OWL-DL

Gotachas

  • The sets of object properties, datatype properties, annotation properties and ontology properties must be mutually disjoint. Thus, in OWL DL dc:creator cannot be at the same time a datatype property and an annotation property.
    • ? so you would use an alternate suffix? Guessing that prefixing can work for single resources
    • lacks direct support for meta-modeling

Effective Use

Insight 1: Concept vs Aspect

OWL defines a thing called Class; a Class is a set of individuals. We use Class to define things like Requirement and Interface. Although it’s implicit, what we mean when we define classes like Requirement and Interface is that nothing can be both a Requirement and an Interface. In OWL, if that’s what you mean, you have to say it, either explicitly

DisjointClasses(:Requirement :Interface)

or implicitly via incompatible constraints.

We also use Class to define things like IdentifiedThing and AggregatedThing. In this case we do not mean that nothing can be both; it makes perfect sense for an aggregate to have an identifier. OWL gives us the low-level tools to distinguish between these use cases, but in practice it is tedious and error-prone to manage large taxonomies with only low-level tools.

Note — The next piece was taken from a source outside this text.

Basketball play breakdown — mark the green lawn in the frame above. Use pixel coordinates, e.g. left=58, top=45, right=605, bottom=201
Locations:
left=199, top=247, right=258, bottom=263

In our practice we distinguish between what we call a Concept (e.g., Requirement, Interface) and what we call an Aspect (e.g. IdentifiedThing, AggregatedThing). For Concepts we apply a disjointness management policy that generates disjointness axioms by machine reasoning. For Aspects we do not. Formalizing this distinction has dramatically reduced the effort and error risk of managing taxonomies.

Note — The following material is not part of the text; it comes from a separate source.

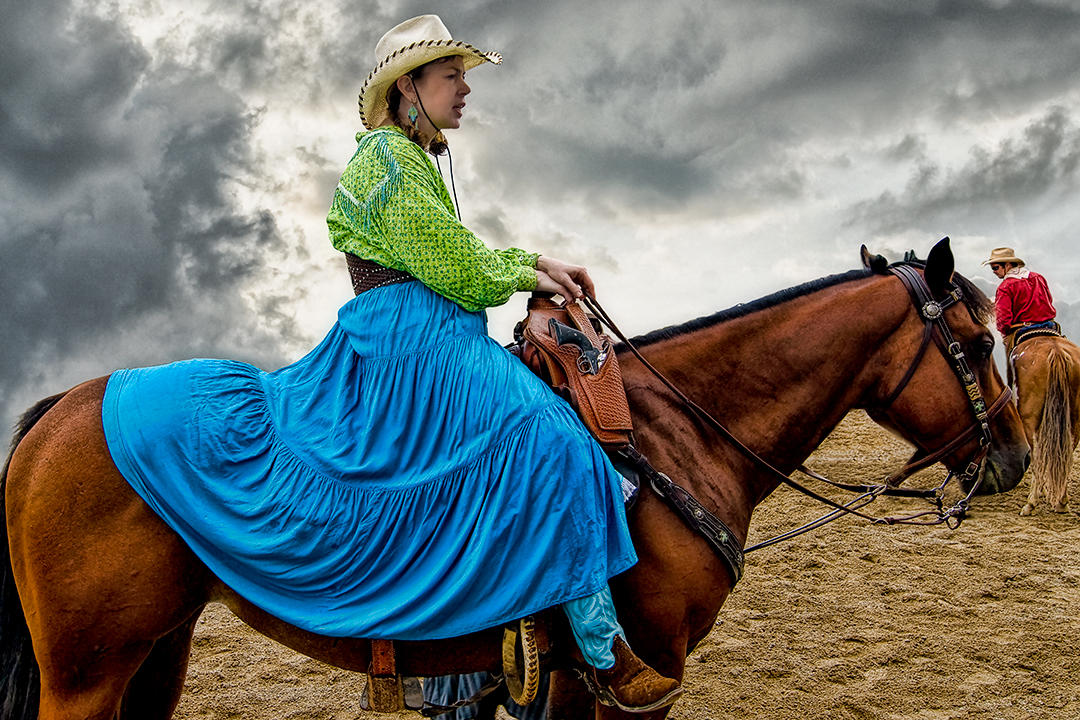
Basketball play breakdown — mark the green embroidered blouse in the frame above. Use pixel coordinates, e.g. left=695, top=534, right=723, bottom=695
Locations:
left=326, top=126, right=538, bottom=312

We have five such distinct use cases for OWL Class.

Insight 2: Object Property Reification

In OWL we can say a camera acquires an image like this

ObjectPropertyAssertion(:acquires :camera :image)

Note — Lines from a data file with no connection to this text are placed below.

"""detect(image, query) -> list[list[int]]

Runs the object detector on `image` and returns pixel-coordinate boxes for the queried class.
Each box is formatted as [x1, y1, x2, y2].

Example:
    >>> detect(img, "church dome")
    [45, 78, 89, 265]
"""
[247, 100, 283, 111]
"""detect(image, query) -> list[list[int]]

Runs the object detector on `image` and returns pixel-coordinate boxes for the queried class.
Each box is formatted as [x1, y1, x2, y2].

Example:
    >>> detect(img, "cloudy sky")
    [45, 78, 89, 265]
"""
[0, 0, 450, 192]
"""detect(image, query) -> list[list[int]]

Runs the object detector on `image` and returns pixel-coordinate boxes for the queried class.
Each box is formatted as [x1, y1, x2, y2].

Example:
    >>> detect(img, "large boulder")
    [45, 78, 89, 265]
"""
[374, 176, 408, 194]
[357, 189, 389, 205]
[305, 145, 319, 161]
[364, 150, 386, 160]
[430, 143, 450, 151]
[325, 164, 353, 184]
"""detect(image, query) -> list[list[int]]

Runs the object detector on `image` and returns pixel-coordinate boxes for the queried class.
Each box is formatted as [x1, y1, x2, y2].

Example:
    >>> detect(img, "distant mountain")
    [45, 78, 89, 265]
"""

The assertion itself has no identity, which means we can’t say anything about it. It would be useful, however to be able to express “Requirement R.x.y specifies that the camera shall acquire an image”, i.e., to state a functional requirement. It’s possible, using a technique called reification, to create a named individual to represent the condition that the camera acquires an image in such a way that implies the assertion above–in which a reasoner will conclude that. Because the reification itself has an identity, and we can make that the target of another assertion like this

ObjectPropertyAssertion(:specifies :R.x.y :camera_acquires_image)

This reification technique is extremely useful and we have incorporated it into our practice; nearly every relationship is reified.

There’s nothing particularly deep about reification. It’s using the standard expressivity of OWL in a repeatable pattern to convey the meaning we want. But it is, again, tedious and error-prone to do manually.